Commenting on the phrase “You shall not bow down to them,” the Ishbitzer Rebbe writes:

“You shall not bow down to them,” meaning, you should not allow yourself to be beaten down by something [you did] that is contrary to His will, may He be blessed; just try to overcome all of those things that are strange forces and strange desires.”

Rabbi Mordechai Yosef makes the astute observation that people can surrender to and start to worship their failures.  We can allow a failure to stop our growth by giving the failure too much importance, by reliving it over and over,  and then blaming it for our inability to move on.  We can become pre-occupied with the mistake itself, rather than with what we should learn from the mistake, and so we miss the opportunity to grow, and move beyond it.

How do we prevent succumbing to failure?  How do we maintain perspective so that we can learn from our mistakes but not be vanquished by them?

Our friend and colleague Rabbi Jack Riemer wrote a piece that he called “the other side of the spiritual inventory.” Rabbi Riemer agreed that, yes, as part of our process of teshuva, we should enumerate the ways we fall short, but we should also give time to the other side, which is the good we have done.  So he created a kind of spiritual stock-taking of the good things that human beings do.   And I suspect you will recognize yourself in some of what he writes because you have done some of these same good things.

He wrote:

For the good that we have done in this past year,
Whether we did it by our own free will Or whether we were shamed into doing it.
For the good we have done when we softened our hearts,
And for the good we have done when we offered kind and comforting words
For the good we have done by sharing with our life partner,
And for the good we have done by respecting our children.
For the good we have done in public and in private,
And for the good we have done whether ostentatiously or anonymously.
For the good we have done by speaking gently,
And for the good we have done simply by listening to others in their time of trouble…
For all these good deeds that we have done, strengthen us, support us, and reward us by giving us the opportunities to do more.
And may our good deeds outweigh our bad ones
When the ledger of our lives is read.  Amen.
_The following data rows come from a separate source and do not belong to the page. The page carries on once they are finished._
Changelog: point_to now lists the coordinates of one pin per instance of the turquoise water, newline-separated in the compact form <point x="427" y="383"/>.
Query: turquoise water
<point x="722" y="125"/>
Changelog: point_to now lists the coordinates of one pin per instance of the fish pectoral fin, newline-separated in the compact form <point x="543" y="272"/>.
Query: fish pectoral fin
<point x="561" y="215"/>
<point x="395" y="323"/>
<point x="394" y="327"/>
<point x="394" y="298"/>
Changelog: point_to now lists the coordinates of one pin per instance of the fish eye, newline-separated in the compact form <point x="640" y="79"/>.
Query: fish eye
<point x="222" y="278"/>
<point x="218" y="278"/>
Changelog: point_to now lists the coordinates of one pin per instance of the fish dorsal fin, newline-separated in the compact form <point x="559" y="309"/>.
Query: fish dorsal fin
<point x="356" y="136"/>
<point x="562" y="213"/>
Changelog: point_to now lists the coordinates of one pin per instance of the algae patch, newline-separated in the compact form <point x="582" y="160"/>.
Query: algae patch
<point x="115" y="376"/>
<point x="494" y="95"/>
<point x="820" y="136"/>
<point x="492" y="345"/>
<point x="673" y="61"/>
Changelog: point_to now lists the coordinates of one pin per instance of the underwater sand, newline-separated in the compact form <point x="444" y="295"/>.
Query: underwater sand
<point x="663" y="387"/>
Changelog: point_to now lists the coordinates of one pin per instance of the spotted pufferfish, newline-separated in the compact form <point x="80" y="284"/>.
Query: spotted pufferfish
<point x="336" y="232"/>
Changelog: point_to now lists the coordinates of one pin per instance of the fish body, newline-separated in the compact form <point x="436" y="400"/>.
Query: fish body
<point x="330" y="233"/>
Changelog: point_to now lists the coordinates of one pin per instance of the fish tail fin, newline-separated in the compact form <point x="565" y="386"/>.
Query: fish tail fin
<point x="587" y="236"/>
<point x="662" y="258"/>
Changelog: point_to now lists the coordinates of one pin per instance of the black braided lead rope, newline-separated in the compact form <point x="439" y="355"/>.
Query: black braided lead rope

Rabbi Riemer is trying to re-balance our teshuva process, remembering what we did right so that we don’t get lost in what we did wrong.  It can help us keep perspective, so that we don’t give too much importance to our mistakes.  Remembering our spiritual success can help us avoid the pitfall of bowing down to our failures.

As Heschel once said, we are the artists of the canvas of our lives.  And we can create beauty through good deeds, but we also create beauty by learning from the brokenness of our lives.  And both good deeds and learning from brokenness, both are within our capacity to do, if or when we choose to.

Tomorrow evening at Neilah, we will say:  “Lovingly you have given us this day of Atonement, an end to all our sins in pardon and forgiveness that we may cease doing violence to our lives, that we may return to You, with full heart.”

What is the violence we do to our lives?  According to Rabbi Joseph Soloveitchik, the word Oshek, which is translated as violence, is actually about not paying a debt that we incurred long ago.  Rabbi Soloveichik reminds us of the midrash that says that every baby in utero takes an oath before God and swears to fulfill his or her life’s mission, to do the work in this world that he or she has been created for.

We have been given this day of Atonement, an end to all our sins in pardon and forgiveness, so that we can return to the work that we promised God we would do, and that we deeply want to do.

The gift of Yom Kippur is the chance to move forward with our lives and pay that debt, to renew our commitment to fulfill the obligation that we took on, to do that work.  My hope for us is that we can appropriately remember where we have fallen short, tempered by the memory of the good that we have done and do, and that that double-sided introspection can us help us to move forward and to do our life’s work with greater wisdom, a blessing to those we love and a source of strength for the world in which we live.